A treatment with warm air rich in CO2 and low in oxygen helps clear plants of nematodes, thrips, mosquito larvae and other pests. “It prevents the uncertainty and resistance issues that come with the use of chemical pest control products,” says research manager Piet Spoorenberg of Wageningen UR.
Export in particular faces major risks such as when thrips are found in a batch of chrysanthemums. The import of lucky bamboo is also currently experiencing problems due to the larvae of the tiger mosquito being transported along with the plants. “There are currently no adequate control measures available to solve this problem,” explains Spoorenberg. “For other pest issues there is also a risk of products being removed from the market or bugs becoming resistant.

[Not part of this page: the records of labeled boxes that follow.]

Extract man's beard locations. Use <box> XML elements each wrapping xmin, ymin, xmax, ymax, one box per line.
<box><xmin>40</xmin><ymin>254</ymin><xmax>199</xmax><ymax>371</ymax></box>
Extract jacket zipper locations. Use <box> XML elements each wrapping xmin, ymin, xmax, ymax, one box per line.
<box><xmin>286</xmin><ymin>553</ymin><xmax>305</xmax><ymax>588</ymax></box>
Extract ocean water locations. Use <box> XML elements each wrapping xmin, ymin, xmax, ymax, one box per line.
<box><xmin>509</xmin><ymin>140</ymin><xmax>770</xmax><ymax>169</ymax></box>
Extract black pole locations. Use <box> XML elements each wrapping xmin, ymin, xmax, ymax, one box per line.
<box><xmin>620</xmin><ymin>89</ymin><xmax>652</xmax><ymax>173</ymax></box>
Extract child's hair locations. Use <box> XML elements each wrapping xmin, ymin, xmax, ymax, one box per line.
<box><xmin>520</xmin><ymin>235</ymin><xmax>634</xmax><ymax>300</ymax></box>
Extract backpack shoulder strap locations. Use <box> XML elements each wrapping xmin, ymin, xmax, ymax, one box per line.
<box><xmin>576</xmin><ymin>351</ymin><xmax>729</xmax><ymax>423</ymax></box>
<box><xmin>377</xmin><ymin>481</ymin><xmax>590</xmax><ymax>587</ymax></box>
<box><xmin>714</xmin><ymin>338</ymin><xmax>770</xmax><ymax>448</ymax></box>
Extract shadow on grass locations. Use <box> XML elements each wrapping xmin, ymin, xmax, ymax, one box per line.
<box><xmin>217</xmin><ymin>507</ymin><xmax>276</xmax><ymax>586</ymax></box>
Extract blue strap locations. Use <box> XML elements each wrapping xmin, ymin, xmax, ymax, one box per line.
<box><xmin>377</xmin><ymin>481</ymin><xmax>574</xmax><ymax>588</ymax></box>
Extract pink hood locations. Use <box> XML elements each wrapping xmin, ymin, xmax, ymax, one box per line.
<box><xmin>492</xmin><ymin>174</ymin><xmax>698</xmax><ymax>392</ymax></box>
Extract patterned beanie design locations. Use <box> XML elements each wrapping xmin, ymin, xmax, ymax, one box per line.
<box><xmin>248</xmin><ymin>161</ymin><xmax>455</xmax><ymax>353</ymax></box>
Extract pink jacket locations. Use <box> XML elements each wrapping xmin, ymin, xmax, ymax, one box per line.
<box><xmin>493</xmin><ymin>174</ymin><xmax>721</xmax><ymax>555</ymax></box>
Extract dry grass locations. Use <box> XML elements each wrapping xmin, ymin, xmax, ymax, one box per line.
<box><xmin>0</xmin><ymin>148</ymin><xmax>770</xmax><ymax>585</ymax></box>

By definition, these problems do not occur with this new treatment method.”
Looking for balance in CATT
The so-called CATT (Controlled Atmosphere Temperature Treatment) method was extensively tested by scientist Yu Tong Qiu and a team of her colleagues. “We have released various concentrations of CO2 and oxygen onto the plants at a range of different temperatures In climate chambers,” Qiu explains. “It is a continuous search for balance: to what extent can the temperature and CO2 levels be increased and the oxygen levels reduced, and for how long, to ensure that the eggs, larvae and bugs die while the plant remains unharmed.”
From leaf miners to mosquitoes
One of the successes scientist Qiu is proud of is the effective control of Tuta absoluta, a leaf miner that can cause extensive damage to tomato plants and preents the export to the US. "To clear tomato of his plague CATT is a very promising solution. CATT can also completely remove thrips from chrysanthemums. Especially export to Russia is under increasing pressure due to the possible presence of thrips on these plants. And in our lab we used an experimental infection with mosquito larvae to show that CATT can clear lucky bamboo of pests.”
CATT clears flower bulbs of stem nematodes
CATT experiments are also being carried out with flower bulbs and perennial plants, adds Ivonne Elberse. “We are currently performing experiments to clear tulips and narcissi of stem nematodes using heat treatment; this is a quarantine organism which is subject to specific measures.” The CATT Practice Network will soon start researching the possibilities of the method for combating nematodes in perennial plants.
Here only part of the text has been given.